A statement issued on behalf of the Sassoon family said: "It is with great sadness that we announce the passing of Vidal Sassoon CBE. "The 84-year-old hairdresser was born in 1928 and sadly lost his battle with leukaemia today. "He will be greatly missed by his wife of 20 years Ronnie, his children, grandchildren, family and friends." He styled the hair of royalty, film stars and models during a career in which he revolutionised hairdressing.
But he was also prominent in a campaign on behalf of Jewish ex-servicemen, and in 1982 founded the Vidal Sassoon International Centre for the Study of Anti-semitism, a non-political organisation.
Sassoon was born to Jewish parents in London on January 17, 1928. His father abandoned the family, who then moved to the East End of London with his aunts. But he was soon sent to an orphanage in Maida Vale where he spent six years, before being evacuated during the war to Trowbridge, in Wiltshire. On his return, aged 17, his mother had him apprenticed to a hairdresser.
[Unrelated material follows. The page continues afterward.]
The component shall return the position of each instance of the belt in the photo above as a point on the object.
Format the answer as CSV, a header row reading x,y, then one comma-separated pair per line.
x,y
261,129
At that time, Sassoon became interested in anti-semitism, opposing "fascists preaching hate on every corner".
He subsequently joined the 43 Group, which originally comprised 43 Jewish ex-servicemen, but which grew to be 1,000-strong.
During one heated fray, he was arrested and spent the night in jail, only to be freed the next morning by a judge who told him to "be a good boy".
In 1948, he left Britain to fight in the Israeli War of Independence for the Palmach (Israeli army).
On his return, he began to work for Raymond "Mr Teasy-Weasy" Bessone, but he needed to do something about his Cockney accent. "In those days, you couldn't get hired in the more fashionable West End with an Artful Dodger accent like mine. "I went to the theatre week after week to hear English the way it was meant to be spoken."
He opened his own Bond Street salon in 1958, and his trademark five-point bob revolutionised hairdressing. Sassoon was the father of modernist style and was also a key force in the commercial direction of hair-styling, turning his craft into a multimillion-pound industry. Mary Quant called him the "Chanel of hair".
Among his many celebrated clients were the Duchess of Bedford, model Jean Shrimpton, actor Terence Stamp and Quant. He conducted his business in the US as well as Britain, and he was hailed in both countries as a master of his art.